NEW YORK – Venezuela’s national guard chief has been accused in a soon-to-be-unsealed U.S. indictment of being on the payroll of drug traffickers, The New York Times reported Wednesday.
Néstor Reverol, a former interior minister and counter-drug chief under the late Hugo Chávez, is alleged to have tipped off drug traffickers to raids and “stopped or hindered” drug investigations, a person familiar with the federal case told the Times.
Federal charges against him and Edilberto Molina, another Venezuelan official in the anti-drug unit, will be unsealed soon in the federal district court in Brooklyn, the Times said.
Reverol, a longtime head of Venezuela’s national anti-drug office, was appointed to head the Venezuelan National Guard in October 2014 under Chávez’s embattled successor, Nicolás Maduro.
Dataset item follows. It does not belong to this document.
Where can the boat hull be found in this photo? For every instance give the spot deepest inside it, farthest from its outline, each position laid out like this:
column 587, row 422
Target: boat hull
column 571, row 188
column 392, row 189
News of the latest indictments targeting top Venezuelan officials comes with Maduro’s socialist government reeling from a crushing defeat in legislative elections on Dec. 6.
Earlier this year U.S. authorities were reported to be investigating National Assembly President Diosdado Cabello for alleged involvement in drug shipments to the United States.
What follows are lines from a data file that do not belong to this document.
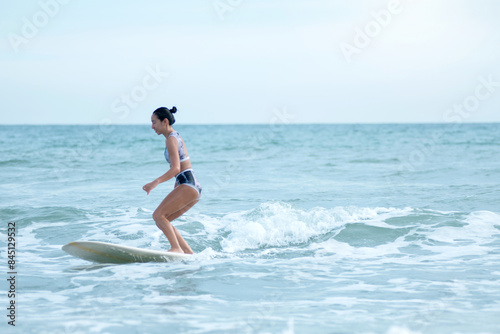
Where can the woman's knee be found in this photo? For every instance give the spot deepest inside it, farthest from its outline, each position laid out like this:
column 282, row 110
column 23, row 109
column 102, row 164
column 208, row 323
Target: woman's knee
column 158, row 216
Two nephews of Venezuelan first lady Cilia Flores were arrested in Haiti in November and taken to New York where they were charged with conspiracy to import 800 kilograms of cocaine into the United States.
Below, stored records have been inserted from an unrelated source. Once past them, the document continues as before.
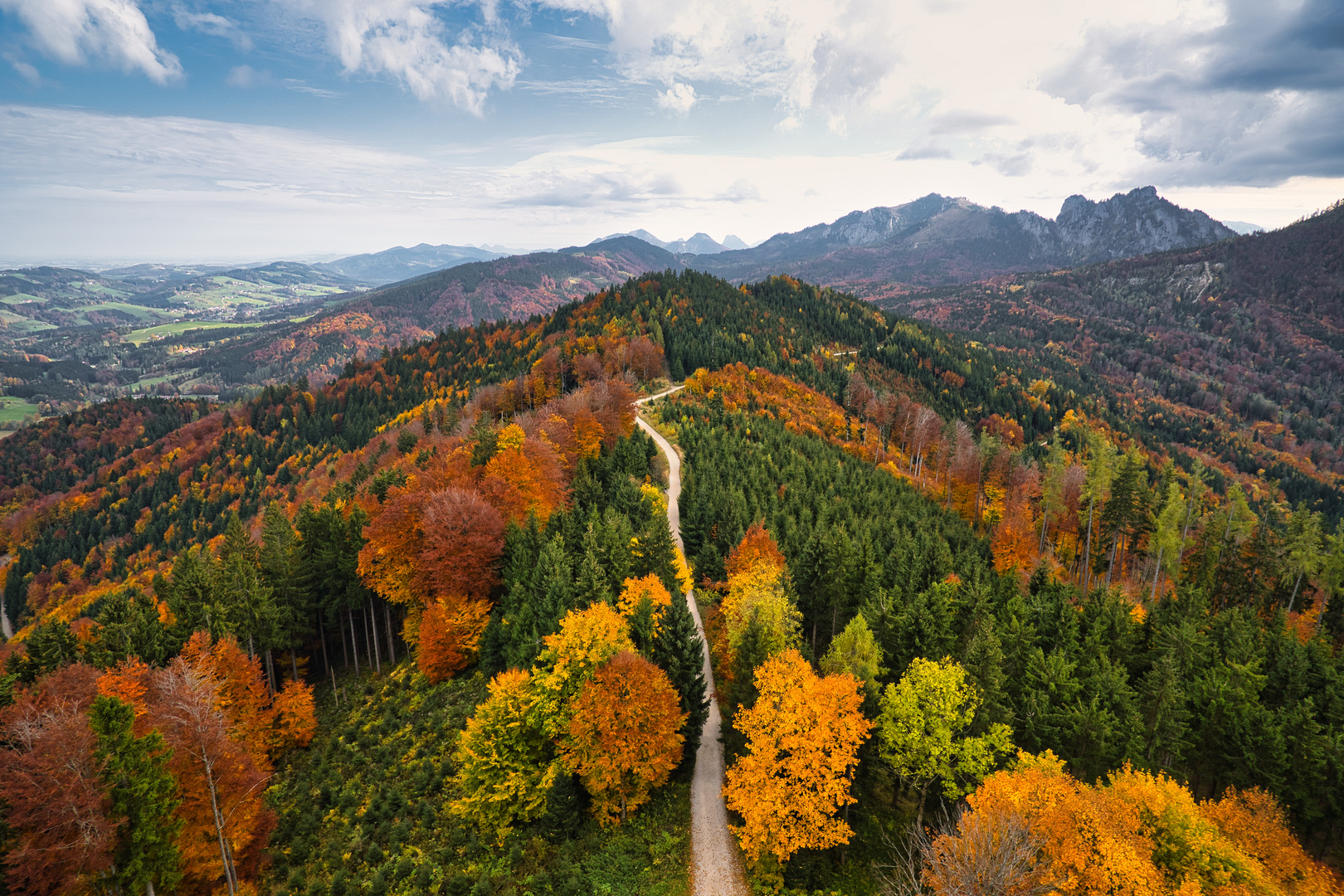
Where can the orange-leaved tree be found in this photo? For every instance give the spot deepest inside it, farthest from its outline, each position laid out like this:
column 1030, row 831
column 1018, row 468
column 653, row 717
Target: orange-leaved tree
column 587, row 640
column 1257, row 825
column 226, row 822
column 624, row 735
column 643, row 603
column 449, row 635
column 1142, row 833
column 756, row 548
column 802, row 744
In September, federal prosecutors in Miami unsealed indictments against a former Venezuelan intelligence official, Pedro Luís Martín, and a former anti-narcotics investigator, Jesús Alfredo Itriago.
A former Venezuela intelligence chief, Hugo Carvajal, was arrested in Aruba in July at the request of U.S. authorities, but sent home rather than to the United States to face drug charges.